One wonders what use the suppression of First Amendment speech and press rights could have in anti-terrorist activities. Did the Bush Administration envision action against citizens who merely voiced opposition to its policies? We know that some people within the administration were willing to make public the identity of a covert CIA officer in retaliation for such talk on the part of her husband (which very possibly lead to the deaths of American agents overseas). If they were willing to do that, what else were they willing to do?
The memos also show that the Bush administration felt it had the right to ignore the constitutional protections against unreasonable search and seizure. Along with free speech and freedom of the press, the right to be protected against unreasonable search and seizure is a natural human right. The idea that a President of the United States asserted the right to search and seize at whim, without the countervailing balance of judicial approval, would shock and sadden Jefferson.
Another disturbing aspect of these released memos are the blunt assertions that, on virtually any issue dealing with national security, the executive branch had the right to act without approval from Congress, or even without notifying Congress. This blatant breach of the doctrine of the separation of powers, one of the pillars on which our republic is based, should enrage all citizens of this country.

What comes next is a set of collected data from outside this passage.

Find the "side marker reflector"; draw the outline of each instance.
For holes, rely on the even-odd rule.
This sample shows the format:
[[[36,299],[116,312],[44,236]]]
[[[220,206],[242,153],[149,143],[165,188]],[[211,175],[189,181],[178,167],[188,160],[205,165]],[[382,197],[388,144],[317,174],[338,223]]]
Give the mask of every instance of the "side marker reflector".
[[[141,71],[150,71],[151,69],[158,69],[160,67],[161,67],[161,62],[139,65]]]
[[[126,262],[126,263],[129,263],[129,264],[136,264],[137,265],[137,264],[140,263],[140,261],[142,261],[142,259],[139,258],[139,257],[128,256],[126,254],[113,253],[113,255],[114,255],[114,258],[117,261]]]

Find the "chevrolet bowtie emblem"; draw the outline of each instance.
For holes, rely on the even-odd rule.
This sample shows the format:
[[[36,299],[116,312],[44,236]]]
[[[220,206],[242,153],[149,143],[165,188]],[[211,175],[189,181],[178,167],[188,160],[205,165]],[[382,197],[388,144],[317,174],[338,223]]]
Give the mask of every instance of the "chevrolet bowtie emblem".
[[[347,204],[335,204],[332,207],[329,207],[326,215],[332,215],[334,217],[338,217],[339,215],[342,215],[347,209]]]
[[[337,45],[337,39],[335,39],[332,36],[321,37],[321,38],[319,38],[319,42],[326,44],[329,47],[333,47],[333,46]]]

The single most problematic thing about the federal government in the modern age is the concentration of power within the executive branch. These newly-revealed memos show clearly that the Bush administration had no respect for the Constitution and was willing to throw it away in pursuit of its own narrow goals. It shows why the American people must always be vigilant and ever wary of those in power, because the distance between freedom and despotism is not as big as we might like to think.